Ya this all tracks with what my lab sees (we study intrinsically disordered proteins (IDPs) in the Transcription Factor Co-regulator family along with the Transcription Factors they bind to, but that's less important in the context of this paper). IDPs are just weird proteins. For one, we can actually boil our E. coli to lyse it and separate out whatever protein we’re expressing because there’s so little structure to unfold when boiling, while all the native proteins from the E. coli are (mostly. I’m no an expert on bacterial proteins so maybe some are IDPs) structured and unfold while boiling, exposing their hydrophobic patches and becoming less soluble so they crash out. Then just centrifuge, filter, and run down a HisTrap column and voilà, protein of interest.
HOWEVER! While IDPs don't tend to “aggregate” like structured proteins will, there does seem to be a propensity toward other forms of interaction. There’s still a lot of debate on condensate formation/Liquid-Liquid Phase Separation (that’s a whole nother topic. I'l include a couple references if people want to read about that, just cuz it's a very active field of research and while I have nothing against Wikipedia for quick learning, I don't think Wikipedia is up to date on this) plenty of researchers are convinced IDPs love to form these in vivo to increase local concentration, other groups are finding evidence that IDPs are unique in this ability. BUT my lab has definitely found that IDPs can create gels. We still aren’t sure what causes this, its not just concentration. Might have to do with freezing at too high a concentration? But all that to say that IDPs aren’t necessarily easier to purify: they clog filters like nobody’s business, one of the ones I use a lot seems to crash out if left in a fridge overnight but is stable at room temp(???), despite being mostly polar and charged residues, they hate being labeled with fluorescent molecules and we’ve only had one be happy with a GFP tag (a notoriously easy to use tag that’s a fluorescent protein from jellyfish).
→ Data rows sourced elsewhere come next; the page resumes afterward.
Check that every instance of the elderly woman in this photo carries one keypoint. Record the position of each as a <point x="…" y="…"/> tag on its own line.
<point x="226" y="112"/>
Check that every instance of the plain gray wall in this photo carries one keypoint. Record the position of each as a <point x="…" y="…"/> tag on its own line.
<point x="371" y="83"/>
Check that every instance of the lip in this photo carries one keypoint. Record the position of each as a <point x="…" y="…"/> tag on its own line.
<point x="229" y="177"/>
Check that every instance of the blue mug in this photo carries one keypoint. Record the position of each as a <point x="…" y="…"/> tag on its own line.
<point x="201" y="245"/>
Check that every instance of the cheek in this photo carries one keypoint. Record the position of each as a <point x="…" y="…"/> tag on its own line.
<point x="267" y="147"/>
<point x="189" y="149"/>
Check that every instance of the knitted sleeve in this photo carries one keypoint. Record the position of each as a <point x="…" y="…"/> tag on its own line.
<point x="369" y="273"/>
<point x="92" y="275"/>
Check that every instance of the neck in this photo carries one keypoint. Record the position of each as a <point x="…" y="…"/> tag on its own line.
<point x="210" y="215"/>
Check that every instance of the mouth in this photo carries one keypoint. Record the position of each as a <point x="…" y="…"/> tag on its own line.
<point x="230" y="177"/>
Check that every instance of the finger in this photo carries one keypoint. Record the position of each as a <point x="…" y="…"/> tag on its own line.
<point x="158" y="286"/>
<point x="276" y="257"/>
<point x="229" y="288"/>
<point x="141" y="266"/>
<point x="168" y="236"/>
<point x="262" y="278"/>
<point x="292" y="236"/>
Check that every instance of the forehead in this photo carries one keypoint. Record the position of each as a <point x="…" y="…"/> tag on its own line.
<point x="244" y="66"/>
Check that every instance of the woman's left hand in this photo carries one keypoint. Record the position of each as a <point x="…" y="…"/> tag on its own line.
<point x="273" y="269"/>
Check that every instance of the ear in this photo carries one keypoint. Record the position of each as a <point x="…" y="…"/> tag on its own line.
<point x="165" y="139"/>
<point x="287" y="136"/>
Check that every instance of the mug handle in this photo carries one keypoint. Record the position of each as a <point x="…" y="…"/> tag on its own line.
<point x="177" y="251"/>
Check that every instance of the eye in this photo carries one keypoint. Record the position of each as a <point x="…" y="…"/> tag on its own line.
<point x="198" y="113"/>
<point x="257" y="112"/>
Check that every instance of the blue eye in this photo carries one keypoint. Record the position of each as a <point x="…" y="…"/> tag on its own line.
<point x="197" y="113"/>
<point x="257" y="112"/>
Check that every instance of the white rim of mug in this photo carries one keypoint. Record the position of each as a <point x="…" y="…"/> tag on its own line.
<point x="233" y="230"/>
Other quick note before I forget, but idk if they included a linker between the His-Tag and their proteins. This could bias their results toward IDPs, since often you need a linker between the 6xHis and structured proteins (my lab uses a linker that's 10 residues long, but that's to include a cleavage site if we want to remove the His-Tag). Ok, I checked the methods and they only added L and Q, that doesn't seem long enough. The main concern is that if the protein is structured to the very end, it might put the His-Tag in a weird position so it can't bind properly for purification, making the protein seem like it can't be purified. I'm being nitpicky here, but it could have biased their data toward IDPs being "more soluble".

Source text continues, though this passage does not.